We did not survey if it rained, or if wind speeds exceeded an average of 8 mph (5 km) or gusted at 10 mph (6 km). Wind speed and temperature (shaded) were taken with a digital anemometer. Wind speed was recorded with the anemometer at arm’s length in the direction of maximal wind; the average and maximal wind speeds were recorded after one to two minutes. We found that a digital anemometer was superior to the old-fashioned ball-in-the-tube model, which performed erratically at speeds around 6 km/hr.

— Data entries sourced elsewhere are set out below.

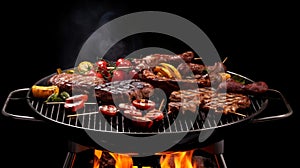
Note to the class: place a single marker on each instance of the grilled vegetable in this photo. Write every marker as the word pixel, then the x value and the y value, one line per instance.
pixel 172 69
pixel 44 91
pixel 76 98
pixel 73 107
pixel 144 104
pixel 108 110
pixel 84 67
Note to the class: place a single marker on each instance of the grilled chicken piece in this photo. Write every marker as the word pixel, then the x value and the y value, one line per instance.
pixel 123 91
pixel 206 99
pixel 75 82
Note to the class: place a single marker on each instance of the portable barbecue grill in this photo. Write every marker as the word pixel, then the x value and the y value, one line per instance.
pixel 80 127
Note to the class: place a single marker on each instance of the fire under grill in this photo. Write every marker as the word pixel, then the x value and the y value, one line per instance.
pixel 90 119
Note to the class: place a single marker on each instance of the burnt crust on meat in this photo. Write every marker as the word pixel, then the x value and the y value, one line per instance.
pixel 75 82
pixel 123 91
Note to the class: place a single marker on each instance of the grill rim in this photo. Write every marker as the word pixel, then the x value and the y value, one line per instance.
pixel 262 105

To augment our strip-transect and point-count surveys in dense riparian vegetation along the Puerco River, we captured birds using mist-nets on five days in June 1998, using four to six nets per day, for a total of 137 mist-net hours. We banded birds with USFWS metal bands, took standard morphological measurements, and examined birds for evidence of breeding activity (cloacal protuberance or brood patch).
Analyses.
To determine if the eight habitats that we designated within the park were distinct, we used a multivariate ordination procedure on avian relative abundance data. Ordination reduces multiple, correlated variables (e.g., percent grass cover and percent bare ground) to a few axes, allowing one to view differences and similarities among sampling points. We used percent ground cover data and number of trees to ordinate survey points by vegetative characteristics using non-metric multi-dimensional scaling, AMDS@; program DECODA (Minchin 1993). Following the ordination, we tested whether groups of points within different habitat types were distinct with analysis of similarities (Clarke 1993; program ANOSIM, Minchin 1993). ANOSIM R values vary from 0 (no difference) to 1 (maximal difference), and are reported as significant at an α<.05 after sequential Bonferroni correction for multiple tests (Rice 1989). We excluded the cliff-side transect (NINE) from vegetation analyses because this transect characterized a topographic feature and not a vegetation type.

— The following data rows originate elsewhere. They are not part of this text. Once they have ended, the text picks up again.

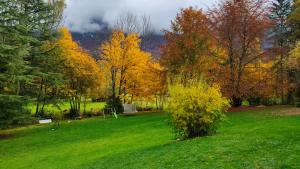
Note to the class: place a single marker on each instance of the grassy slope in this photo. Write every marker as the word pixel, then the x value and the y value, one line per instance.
pixel 247 140
pixel 66 106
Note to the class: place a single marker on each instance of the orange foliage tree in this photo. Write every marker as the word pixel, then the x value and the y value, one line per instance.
pixel 240 27
pixel 190 48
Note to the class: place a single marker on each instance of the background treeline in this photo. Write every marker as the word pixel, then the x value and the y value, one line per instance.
pixel 250 48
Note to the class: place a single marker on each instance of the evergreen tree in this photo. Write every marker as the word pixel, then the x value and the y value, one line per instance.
pixel 26 27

We tested for differences among years and between observers, with paired tests for each transect. We were able to combine data from both years, because neither numbers of birds nor numbers of species that we counted differed between observer or year (t=-1.584, 0.243, p=0.148, 0.813, respectively). The two observers did not differ in their average walking rates during strip transect surveys (1.67 km/hr vs. 1.79 km/hr; range= 1.07 - 2.27; ANOVA F=1.61, p =0.21). Species lists differed little between observers (30 vs. 29 species), with 14 of the 15 most abundant species shared. The numbers of birds counted did not differ between observers (t=-0.968, p=0.340), nor did estimated densities of Horned Larks from point-counts (D=.411, s.e.=.065 vs. D=.403, s.e.= .093). The only difference was that one observer counted more Horned Larks per strip-transect survey, while the other observer counted more species per point during point-count surveys (t=-2.515, p=0.033). To account for these variances, we included observer as a covariate for statistical tests of species richness or bird abundance among transects.
Paired t-tests were used to compare effectiveness of the two survey methods: each point count survey was paired with a strip transect survey conducted during the same week (1998) or on the same day (1999). We compared the number of birds and species counted per hour of survey effort.

We used Analysis of Variance (ANOVA) to determine if numbers of birds and species varied among habitat types; post-hoc comparisons among habitats were t-tests with Bonferroni corrections for multiple testing. Pearson correlation was utilized to determine if species abundances were correlated with specific habitat characteristics. To determine if bird community composition differed among habitat types, we ordinated all bird detections from both years of strip-transect surveys, using MDS. Then we used ANOSIM to determine if avian community composition differed among habitat types.